Dynamic behaviors of eccentrically loaded RC column under lateral low-velocity impact

Abstract

This study aims to examine the influence of eccentric axial loads on the lateral low-velocity impact behaviors of RC columns. Firstly, the numerical simulation approach is validated by accurately reproducing the impact force, as well as the deflection, axial load and failure mode of columns in pendulum impact and eccentrically loading tests. Secondly, the effects of the axial load ratios and eccentric distances on the dynamic behaviors of RC columns are analyzed as follows: (i) Increasing the axial load ratio and the eccentric distance at the impact direction can reduce the deflection of RC columns when the axial load ratio is relatively low; (ii) the instability failure could occur on columns with large enough axial load and impact energy; (iii) the eccentric distance of axial loads on the fixed-supported RC column can be neglected since the induced boundary rotation is constrained by fixed supports; (iv) for RC columns with pinned-fixed or pinned-pinned supports, the eccentric distance at the impact direction should be considered, while the eccentric distance at the vertical impact direction can be neglected.

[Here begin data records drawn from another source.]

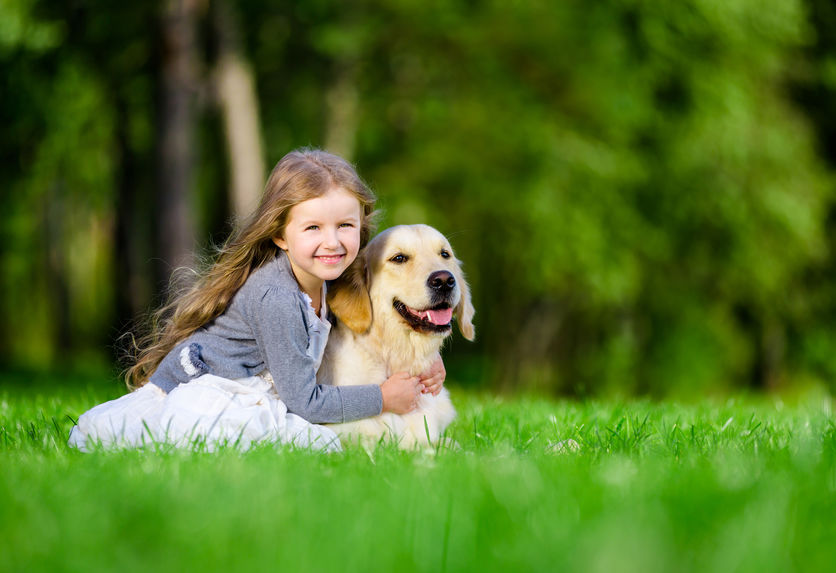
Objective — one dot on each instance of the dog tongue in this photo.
(439, 317)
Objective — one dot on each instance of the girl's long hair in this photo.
(300, 175)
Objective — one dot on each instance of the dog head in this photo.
(408, 274)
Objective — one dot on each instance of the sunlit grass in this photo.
(522, 484)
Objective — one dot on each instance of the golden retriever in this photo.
(395, 306)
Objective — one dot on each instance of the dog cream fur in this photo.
(372, 341)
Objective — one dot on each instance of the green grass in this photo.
(739, 485)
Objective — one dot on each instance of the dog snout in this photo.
(441, 281)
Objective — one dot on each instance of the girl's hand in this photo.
(433, 379)
(400, 393)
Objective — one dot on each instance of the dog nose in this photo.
(441, 281)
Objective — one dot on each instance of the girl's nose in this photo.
(331, 240)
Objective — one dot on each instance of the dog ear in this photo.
(348, 296)
(464, 311)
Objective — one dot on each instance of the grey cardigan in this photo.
(268, 326)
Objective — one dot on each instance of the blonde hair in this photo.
(300, 175)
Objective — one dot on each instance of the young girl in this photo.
(234, 359)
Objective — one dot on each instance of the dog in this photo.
(395, 306)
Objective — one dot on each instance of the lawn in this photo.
(743, 484)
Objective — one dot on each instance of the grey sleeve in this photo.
(280, 330)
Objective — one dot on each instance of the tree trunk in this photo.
(235, 87)
(175, 231)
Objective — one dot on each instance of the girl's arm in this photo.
(278, 324)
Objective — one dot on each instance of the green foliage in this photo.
(532, 485)
(636, 188)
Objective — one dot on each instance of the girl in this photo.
(234, 359)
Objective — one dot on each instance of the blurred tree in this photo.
(235, 86)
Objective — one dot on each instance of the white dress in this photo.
(207, 413)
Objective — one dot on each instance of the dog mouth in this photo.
(435, 319)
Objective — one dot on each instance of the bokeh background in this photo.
(643, 192)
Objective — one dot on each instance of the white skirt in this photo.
(207, 413)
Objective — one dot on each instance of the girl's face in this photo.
(322, 237)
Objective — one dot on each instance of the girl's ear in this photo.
(464, 311)
(348, 296)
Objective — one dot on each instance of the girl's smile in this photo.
(322, 238)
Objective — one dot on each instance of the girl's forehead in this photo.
(337, 202)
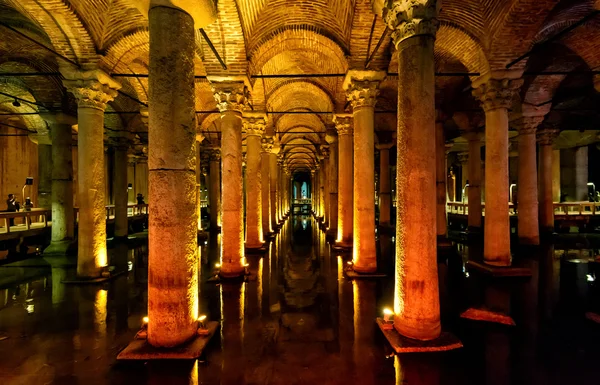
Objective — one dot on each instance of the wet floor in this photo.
(298, 321)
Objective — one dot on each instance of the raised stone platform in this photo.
(401, 344)
(142, 350)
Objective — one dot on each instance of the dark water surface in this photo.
(298, 321)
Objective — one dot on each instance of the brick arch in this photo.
(62, 25)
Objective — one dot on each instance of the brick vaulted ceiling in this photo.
(256, 37)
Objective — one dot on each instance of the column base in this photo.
(140, 349)
(401, 344)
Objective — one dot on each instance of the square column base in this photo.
(142, 350)
(400, 344)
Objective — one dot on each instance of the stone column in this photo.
(120, 186)
(266, 148)
(527, 208)
(362, 88)
(173, 223)
(496, 96)
(254, 127)
(93, 89)
(416, 300)
(546, 206)
(214, 189)
(332, 183)
(343, 125)
(231, 99)
(63, 222)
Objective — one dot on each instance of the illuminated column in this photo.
(440, 177)
(362, 88)
(93, 89)
(332, 183)
(214, 189)
(416, 300)
(266, 148)
(254, 127)
(231, 98)
(172, 225)
(546, 207)
(63, 222)
(529, 231)
(343, 125)
(496, 96)
(385, 199)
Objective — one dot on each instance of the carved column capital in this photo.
(408, 18)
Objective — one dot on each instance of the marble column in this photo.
(231, 99)
(343, 126)
(416, 300)
(266, 148)
(63, 221)
(362, 88)
(92, 89)
(527, 207)
(254, 127)
(545, 139)
(214, 188)
(173, 223)
(496, 96)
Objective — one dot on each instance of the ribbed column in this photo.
(93, 90)
(545, 139)
(362, 88)
(254, 127)
(343, 125)
(266, 148)
(172, 225)
(231, 98)
(416, 300)
(496, 96)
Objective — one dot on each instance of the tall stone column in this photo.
(362, 88)
(63, 222)
(266, 148)
(231, 99)
(416, 300)
(496, 96)
(332, 183)
(385, 198)
(120, 145)
(545, 138)
(343, 125)
(92, 89)
(214, 188)
(528, 228)
(254, 127)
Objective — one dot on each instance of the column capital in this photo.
(408, 18)
(343, 124)
(92, 88)
(254, 123)
(230, 95)
(362, 87)
(496, 92)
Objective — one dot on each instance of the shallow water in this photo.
(298, 321)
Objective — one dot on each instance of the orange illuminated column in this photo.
(545, 138)
(172, 225)
(266, 148)
(416, 301)
(93, 89)
(343, 125)
(529, 229)
(231, 97)
(362, 88)
(254, 127)
(495, 91)
(385, 199)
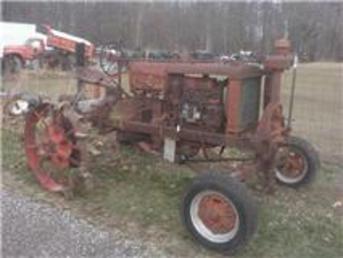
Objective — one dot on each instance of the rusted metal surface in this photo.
(50, 137)
(217, 214)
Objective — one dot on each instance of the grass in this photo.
(132, 187)
(141, 194)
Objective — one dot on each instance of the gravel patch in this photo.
(34, 229)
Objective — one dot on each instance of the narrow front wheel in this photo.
(219, 212)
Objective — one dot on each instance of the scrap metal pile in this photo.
(182, 110)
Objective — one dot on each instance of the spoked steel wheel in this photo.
(294, 169)
(219, 212)
(51, 149)
(301, 164)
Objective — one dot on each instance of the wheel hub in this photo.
(217, 214)
(294, 165)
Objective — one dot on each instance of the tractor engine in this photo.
(177, 100)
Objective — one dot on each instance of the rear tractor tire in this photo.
(301, 164)
(219, 212)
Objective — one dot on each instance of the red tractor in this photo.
(16, 57)
(184, 111)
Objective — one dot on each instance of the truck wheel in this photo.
(219, 212)
(301, 164)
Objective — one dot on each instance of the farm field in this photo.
(141, 194)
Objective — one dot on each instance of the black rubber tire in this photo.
(238, 194)
(306, 149)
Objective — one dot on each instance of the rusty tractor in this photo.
(185, 111)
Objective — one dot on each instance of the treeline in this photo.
(314, 28)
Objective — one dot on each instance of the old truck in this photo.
(184, 111)
(20, 45)
(62, 48)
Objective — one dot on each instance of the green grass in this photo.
(135, 187)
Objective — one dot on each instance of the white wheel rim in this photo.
(292, 180)
(204, 230)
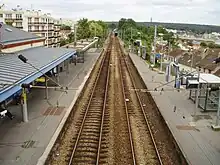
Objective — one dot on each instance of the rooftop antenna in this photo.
(1, 6)
(1, 46)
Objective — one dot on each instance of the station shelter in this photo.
(208, 99)
(14, 72)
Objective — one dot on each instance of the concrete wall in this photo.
(23, 47)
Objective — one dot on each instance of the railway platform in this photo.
(190, 127)
(24, 143)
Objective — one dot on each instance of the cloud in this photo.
(188, 11)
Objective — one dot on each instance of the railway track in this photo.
(113, 126)
(88, 141)
(134, 107)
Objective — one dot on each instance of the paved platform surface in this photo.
(198, 142)
(24, 143)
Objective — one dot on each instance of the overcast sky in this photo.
(184, 11)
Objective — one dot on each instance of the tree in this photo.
(83, 31)
(65, 27)
(203, 44)
(112, 26)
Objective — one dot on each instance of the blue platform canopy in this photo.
(14, 72)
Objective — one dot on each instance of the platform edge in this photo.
(42, 159)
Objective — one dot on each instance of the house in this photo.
(41, 60)
(36, 22)
(13, 39)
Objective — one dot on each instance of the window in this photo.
(36, 20)
(18, 24)
(29, 28)
(8, 15)
(29, 19)
(36, 27)
(18, 16)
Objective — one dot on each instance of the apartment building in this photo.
(35, 22)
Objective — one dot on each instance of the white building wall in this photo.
(23, 47)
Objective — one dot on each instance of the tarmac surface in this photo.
(24, 143)
(190, 127)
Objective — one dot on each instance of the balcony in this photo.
(19, 27)
(36, 23)
(18, 19)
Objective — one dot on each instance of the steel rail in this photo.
(127, 116)
(142, 108)
(88, 106)
(103, 110)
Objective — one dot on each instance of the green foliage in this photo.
(83, 30)
(209, 45)
(63, 42)
(213, 45)
(65, 27)
(132, 31)
(90, 29)
(203, 44)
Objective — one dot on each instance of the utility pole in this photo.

Furthermore, the dynamic coupled flexural and shear resistance function of eccentrically loaded RC columns are established and validated. A 2DOF model is presented to predict low-velocity impact behaviors of RC columns with varying axial load ratios and eccentric distances. The failure modes transition mechanism induced by the axial load is further revealed. Increasing axial loads can enhance columns’ flexural resistance and tendency of failure mode from flexural to shear/flexure-shear. The P-δ effect is amplified by larger axial loads and deflections, causing the instability failure of columns. Finally, a theoretical impact energy of the critical instability of eccentrically loaded RC columns is proposed to assist the structural impact-resistant design.